The molar view replaces contiguity with covariance, as illustrated in Figure 1. Covariance between an activity and a PIE transforms the activity into operant activity that both interacts with the environment and sustains the organism.

Figure 1
Covariance closes a loop to maintain effective (operant) activity
Note: Left: a PIE (e.g. food or shock) from the environment (E) induces various activities (B and BO) in the organism process (O). Right: covariance imposed between B and the PIE results in a loop, in which the activity B produces the PIE and the PIE induces the activity, which again produces the PIE, and so on.
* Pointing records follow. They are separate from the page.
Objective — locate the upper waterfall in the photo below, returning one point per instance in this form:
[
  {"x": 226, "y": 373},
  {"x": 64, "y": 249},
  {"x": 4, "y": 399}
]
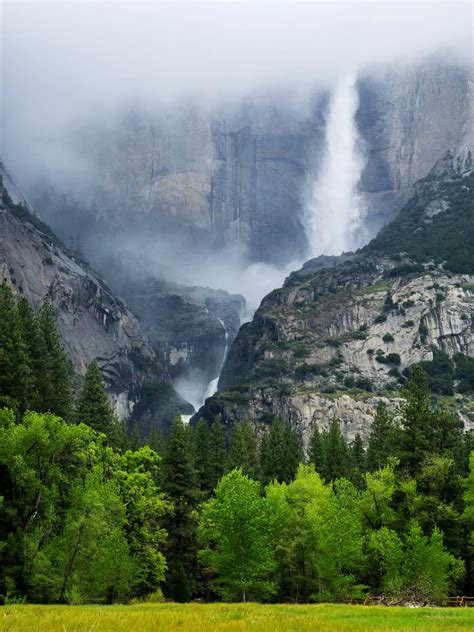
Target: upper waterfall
[{"x": 335, "y": 209}]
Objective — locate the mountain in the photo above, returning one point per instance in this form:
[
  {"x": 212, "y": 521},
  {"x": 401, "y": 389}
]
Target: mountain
[
  {"x": 207, "y": 178},
  {"x": 94, "y": 322},
  {"x": 343, "y": 332}
]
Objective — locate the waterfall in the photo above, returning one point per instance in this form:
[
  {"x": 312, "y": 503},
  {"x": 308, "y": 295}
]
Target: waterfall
[
  {"x": 192, "y": 390},
  {"x": 212, "y": 387},
  {"x": 335, "y": 209}
]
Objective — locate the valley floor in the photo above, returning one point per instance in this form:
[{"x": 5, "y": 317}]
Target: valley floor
[{"x": 232, "y": 618}]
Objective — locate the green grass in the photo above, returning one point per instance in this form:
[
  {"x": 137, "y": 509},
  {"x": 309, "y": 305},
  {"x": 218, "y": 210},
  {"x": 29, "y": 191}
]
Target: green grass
[{"x": 232, "y": 617}]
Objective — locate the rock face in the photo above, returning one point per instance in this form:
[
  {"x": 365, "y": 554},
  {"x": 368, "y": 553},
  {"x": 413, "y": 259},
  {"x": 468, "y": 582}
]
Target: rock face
[
  {"x": 343, "y": 331},
  {"x": 409, "y": 120},
  {"x": 191, "y": 328},
  {"x": 92, "y": 320},
  {"x": 240, "y": 175}
]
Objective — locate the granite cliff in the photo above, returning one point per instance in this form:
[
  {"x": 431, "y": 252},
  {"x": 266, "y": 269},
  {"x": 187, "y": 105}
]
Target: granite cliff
[
  {"x": 239, "y": 175},
  {"x": 343, "y": 332},
  {"x": 94, "y": 322}
]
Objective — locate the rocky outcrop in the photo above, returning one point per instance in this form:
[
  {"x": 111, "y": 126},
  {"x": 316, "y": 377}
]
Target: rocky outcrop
[
  {"x": 408, "y": 120},
  {"x": 344, "y": 331},
  {"x": 240, "y": 175},
  {"x": 191, "y": 327},
  {"x": 93, "y": 321}
]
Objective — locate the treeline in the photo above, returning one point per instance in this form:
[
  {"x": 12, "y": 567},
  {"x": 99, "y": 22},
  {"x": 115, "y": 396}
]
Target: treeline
[{"x": 88, "y": 515}]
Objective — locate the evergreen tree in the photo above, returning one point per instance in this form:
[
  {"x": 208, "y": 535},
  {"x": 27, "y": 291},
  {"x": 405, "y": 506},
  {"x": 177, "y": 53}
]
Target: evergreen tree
[
  {"x": 357, "y": 456},
  {"x": 55, "y": 384},
  {"x": 202, "y": 455},
  {"x": 134, "y": 441},
  {"x": 243, "y": 451},
  {"x": 381, "y": 438},
  {"x": 93, "y": 408},
  {"x": 35, "y": 352},
  {"x": 280, "y": 453},
  {"x": 217, "y": 452},
  {"x": 337, "y": 461},
  {"x": 316, "y": 455},
  {"x": 156, "y": 441},
  {"x": 15, "y": 375},
  {"x": 211, "y": 452},
  {"x": 180, "y": 483}
]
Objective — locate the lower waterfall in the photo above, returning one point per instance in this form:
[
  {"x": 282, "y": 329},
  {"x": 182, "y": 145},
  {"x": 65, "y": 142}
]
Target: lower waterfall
[{"x": 212, "y": 386}]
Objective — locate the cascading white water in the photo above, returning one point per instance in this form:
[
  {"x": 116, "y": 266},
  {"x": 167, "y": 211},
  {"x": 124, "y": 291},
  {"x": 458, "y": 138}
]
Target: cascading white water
[
  {"x": 192, "y": 391},
  {"x": 212, "y": 388},
  {"x": 335, "y": 210}
]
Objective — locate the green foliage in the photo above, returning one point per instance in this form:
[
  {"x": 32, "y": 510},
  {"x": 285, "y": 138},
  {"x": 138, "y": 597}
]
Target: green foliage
[
  {"x": 79, "y": 522},
  {"x": 235, "y": 533},
  {"x": 56, "y": 383},
  {"x": 425, "y": 430},
  {"x": 381, "y": 439},
  {"x": 418, "y": 568},
  {"x": 211, "y": 453},
  {"x": 280, "y": 453},
  {"x": 336, "y": 454},
  {"x": 243, "y": 453},
  {"x": 15, "y": 374},
  {"x": 180, "y": 483},
  {"x": 318, "y": 539}
]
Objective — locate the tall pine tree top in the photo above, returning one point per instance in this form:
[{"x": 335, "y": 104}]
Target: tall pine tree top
[
  {"x": 93, "y": 407},
  {"x": 56, "y": 387},
  {"x": 14, "y": 370}
]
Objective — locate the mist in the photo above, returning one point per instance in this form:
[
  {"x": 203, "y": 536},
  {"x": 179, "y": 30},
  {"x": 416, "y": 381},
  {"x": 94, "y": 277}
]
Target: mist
[
  {"x": 73, "y": 62},
  {"x": 335, "y": 210},
  {"x": 75, "y": 66}
]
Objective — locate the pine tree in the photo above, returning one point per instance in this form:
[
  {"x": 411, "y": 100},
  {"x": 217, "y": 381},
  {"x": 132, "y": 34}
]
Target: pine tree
[
  {"x": 243, "y": 451},
  {"x": 180, "y": 483},
  {"x": 316, "y": 454},
  {"x": 35, "y": 353},
  {"x": 134, "y": 441},
  {"x": 15, "y": 375},
  {"x": 202, "y": 456},
  {"x": 280, "y": 454},
  {"x": 381, "y": 439},
  {"x": 416, "y": 440},
  {"x": 93, "y": 407},
  {"x": 211, "y": 452},
  {"x": 55, "y": 385},
  {"x": 156, "y": 441},
  {"x": 337, "y": 461},
  {"x": 217, "y": 452}
]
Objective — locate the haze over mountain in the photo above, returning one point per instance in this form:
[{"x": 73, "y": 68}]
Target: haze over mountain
[{"x": 226, "y": 154}]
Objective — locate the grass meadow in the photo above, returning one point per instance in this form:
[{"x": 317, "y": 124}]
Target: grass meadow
[{"x": 231, "y": 618}]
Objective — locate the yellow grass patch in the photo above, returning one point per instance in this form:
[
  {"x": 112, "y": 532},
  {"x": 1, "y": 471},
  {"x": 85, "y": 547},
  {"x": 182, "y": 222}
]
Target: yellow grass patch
[{"x": 232, "y": 618}]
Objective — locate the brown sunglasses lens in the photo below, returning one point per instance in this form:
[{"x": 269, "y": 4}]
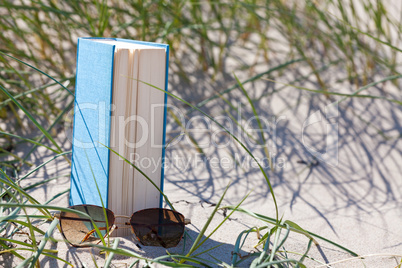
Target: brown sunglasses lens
[
  {"x": 158, "y": 227},
  {"x": 79, "y": 231}
]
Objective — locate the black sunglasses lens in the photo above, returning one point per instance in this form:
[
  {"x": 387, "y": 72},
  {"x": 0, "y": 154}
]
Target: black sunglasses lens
[
  {"x": 158, "y": 227},
  {"x": 79, "y": 231}
]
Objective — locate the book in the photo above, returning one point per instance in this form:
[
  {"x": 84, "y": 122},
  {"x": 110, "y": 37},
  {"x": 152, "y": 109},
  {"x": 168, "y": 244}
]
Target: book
[{"x": 116, "y": 107}]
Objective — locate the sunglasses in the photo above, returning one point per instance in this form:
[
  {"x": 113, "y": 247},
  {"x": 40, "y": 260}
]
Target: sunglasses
[{"x": 152, "y": 227}]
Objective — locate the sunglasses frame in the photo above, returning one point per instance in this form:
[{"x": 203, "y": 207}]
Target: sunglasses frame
[{"x": 115, "y": 225}]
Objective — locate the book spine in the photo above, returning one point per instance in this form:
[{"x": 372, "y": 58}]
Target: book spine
[
  {"x": 164, "y": 126},
  {"x": 92, "y": 116}
]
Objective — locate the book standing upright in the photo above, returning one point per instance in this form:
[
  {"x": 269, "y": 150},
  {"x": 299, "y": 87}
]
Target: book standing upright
[{"x": 116, "y": 107}]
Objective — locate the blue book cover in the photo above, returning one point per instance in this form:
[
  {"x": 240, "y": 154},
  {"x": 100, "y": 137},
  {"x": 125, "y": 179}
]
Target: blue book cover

A second kind of covariance relates a feature of the environment (a stimulus S) to a PIE. When positive covariance exists between S and the PIE, we may say that S predicts the PIE. Then S becomes a conditional inducer and induces some of the same activities that the PIE induces, most notably the operant activity that the PIE induces. When someone works for wages, the work is in long-term covariance with surviving, which has parts like eating, sheltering, and maintaining health. This relation maintains working, but working itself is an activity or process comprised of parts like driving to work, completing tasks, and driving home, all of which are activities induced by the continued small-scale feedback from employers, including paychecks. (See my 2024 book, Introduction to behavior: An evolutionary approach, for an introduction to this way of thinking about behavior, and my 2022 book, Science and philosophy of behavior, for a collection of papers with commentary.)
Figure 2 illustrates the basics of operant behavior according to the molar view. It expands on the right-hand diagram in Figure 1. Broken arrows indicate covariance, and solid arrows indicate induction. The activity B stands in positive covariance with a PIE. A stimulus or context S stands in positive covariance with the PIE. Both context S and the PIE induce activity B. Working (B) is induced by the features that constitute context S and also is induced ultimately by the PIEs that facilitate surviving (food, mate, friends, shelter, etc.).

Figure 2
Relations among a signal, an activity, and positive activity-PIE covariance
Note: Dashed two-headed arrows indicate positive covariance between the signal S and the PIE and between the activity B and the PIE. Solid arrows indicate induction. S induces activity B in the short term, and the PIE induces the activity B in the long term.
The conceptualization shown in Figure 2 replaces the traditional, molecular, notation SD:R◊SR. The advantages of the molar view are many. For example, the conception in Figures 1 and 2 solves the problem of the first instance—that action must occur before it can be reinforced—and the origin of variation in action needed for shaping, both of which reinforcement left unsolved. The molar view affords a plausible account of avoidance, something the molecular view failed at, because successful avoidance is followed by nothing. Most importantly, the molar view: (a) affords plausible and elegant accounts of everyday behavior; and (b) connects behavior analysis with evolutionary theory.